"Music for a vast, half-submerged, ruined cathedral. Walls overgrown. Birds wheeling under the broken dome. Only possible to enter by swimming underwater through a huge warm blue lake. Of course you would be able to breathe the water. Music would be moving quietly through the walls. Almost imperceptible unless you focus on it. Slowly but constantly changing."
John Foxx in "Cathedral Oceans"
Dia#13
Por vezes, quando estou sozinho a pintar num espaço imenso como uma biblioteca ou colégio, sou acometido por um profundo sentimento de religiosidade. Não falo obviamente de religião no sentido mais tendencioso da palavra. Falo sim de um sentimento de espiritualidade e paz interior onde o tempo e o espaço parecem dissolver-se.
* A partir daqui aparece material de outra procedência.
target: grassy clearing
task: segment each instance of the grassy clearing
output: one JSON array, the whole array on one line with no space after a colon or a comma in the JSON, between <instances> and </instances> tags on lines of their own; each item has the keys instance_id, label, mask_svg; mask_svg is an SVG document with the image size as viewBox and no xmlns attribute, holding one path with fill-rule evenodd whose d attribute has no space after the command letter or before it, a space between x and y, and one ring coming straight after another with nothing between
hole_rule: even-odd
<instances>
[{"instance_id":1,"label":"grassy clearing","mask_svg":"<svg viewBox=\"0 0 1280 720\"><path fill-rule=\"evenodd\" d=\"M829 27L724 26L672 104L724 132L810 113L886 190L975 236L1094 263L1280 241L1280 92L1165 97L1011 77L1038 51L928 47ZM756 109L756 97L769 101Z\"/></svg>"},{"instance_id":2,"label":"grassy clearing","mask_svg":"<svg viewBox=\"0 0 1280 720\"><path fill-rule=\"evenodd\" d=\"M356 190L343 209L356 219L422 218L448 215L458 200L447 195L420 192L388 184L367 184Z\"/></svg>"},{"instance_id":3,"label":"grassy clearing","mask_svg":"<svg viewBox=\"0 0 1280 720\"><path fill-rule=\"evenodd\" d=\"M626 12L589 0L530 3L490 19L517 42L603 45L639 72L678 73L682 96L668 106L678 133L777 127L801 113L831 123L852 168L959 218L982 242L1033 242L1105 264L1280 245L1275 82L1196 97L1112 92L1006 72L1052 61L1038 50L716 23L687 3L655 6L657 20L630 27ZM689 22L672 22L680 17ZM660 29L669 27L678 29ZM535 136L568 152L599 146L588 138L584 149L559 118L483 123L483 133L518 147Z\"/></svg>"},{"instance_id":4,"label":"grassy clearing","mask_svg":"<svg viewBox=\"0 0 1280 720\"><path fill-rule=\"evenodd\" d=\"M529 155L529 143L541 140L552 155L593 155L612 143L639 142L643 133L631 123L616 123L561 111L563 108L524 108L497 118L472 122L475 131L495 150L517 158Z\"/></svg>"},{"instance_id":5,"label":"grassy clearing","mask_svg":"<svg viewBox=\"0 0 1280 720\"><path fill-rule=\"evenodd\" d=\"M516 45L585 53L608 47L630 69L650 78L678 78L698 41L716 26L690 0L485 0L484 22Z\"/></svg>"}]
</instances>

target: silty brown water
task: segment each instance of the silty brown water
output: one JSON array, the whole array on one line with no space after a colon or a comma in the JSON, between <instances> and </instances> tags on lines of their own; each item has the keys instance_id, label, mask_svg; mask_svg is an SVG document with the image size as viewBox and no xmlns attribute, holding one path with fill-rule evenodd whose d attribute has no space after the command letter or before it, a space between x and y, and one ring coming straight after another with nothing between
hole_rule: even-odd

Nesses momentos, entro num estado alterado de consciência em que me fundo totalmente no mundo que estou a criar e na música que estou a ouvir. O tempo, o cansaço, a fome, os pincéis e as tintas deixam de ter existência própria. Nesses momentos de epifania sinto que estou a fazer aquilo para o qual nasci, a percorrer o caminho que me está destinado desde sempre. Nesses momentos consigo ouvir o som do mecanismo invisível que gere a minha vida desde tempos imemoriais. Tudo está no lugar certo, no momento certo. Nesses momentos sinto que finalmente estou a regressar à Casa-dentro-de-mim onde sempre vivi, e pressinto que essa Casa é uma Catedral.
E foi imerso neste oceano de paz, com os sentidos aninhados nos sons contemplativos de John Foxx com a sua impressionante trilogia "Cathedral Oceans", que dei início à pintura do caule do cogumelo e dos sapatos da personagem (continuam abertas as sugestões para o futuro nome). A um nível mais subtil, aprimorei as sombras da tiara silvestre, da gargantilha citrinica e das páginas folheadas. Envelheci dos cantos de metal do livro e terminei o interior da sua lombada. Pincel, lápis de cera, grafite, tesoura e as pontas dos 10 dedos (que ficaram sem impressões digitais e cheios de bolhas).
Perto da biblioteca existia uma imensa árvore que foi cortada em vários discos com aproximadamente 40 cm de altura. Não consigo vislumbrar o que pode levar ao corte de um ser tão belo e imponente. Talvez estivesse doente, talvez fosse "demasiado grande" para o ambiente urbano, ou talvez fosse um "incómodo" no passeio onde se encontrava. Juntei as forças que me restavam e guardei dois pedaços de tronco no porta-bagagens do carro. Juntos, vão dar um maravilhoso trono para os contadores de histórias que vierem colorir ainda mais este espaço.
Paulo Galindro
1 comentário:
O trabalho está extraordinário. Conseguiu transformar uma horrivel parede numa obra de arte. Estou mesmo impressionada. Parabéns!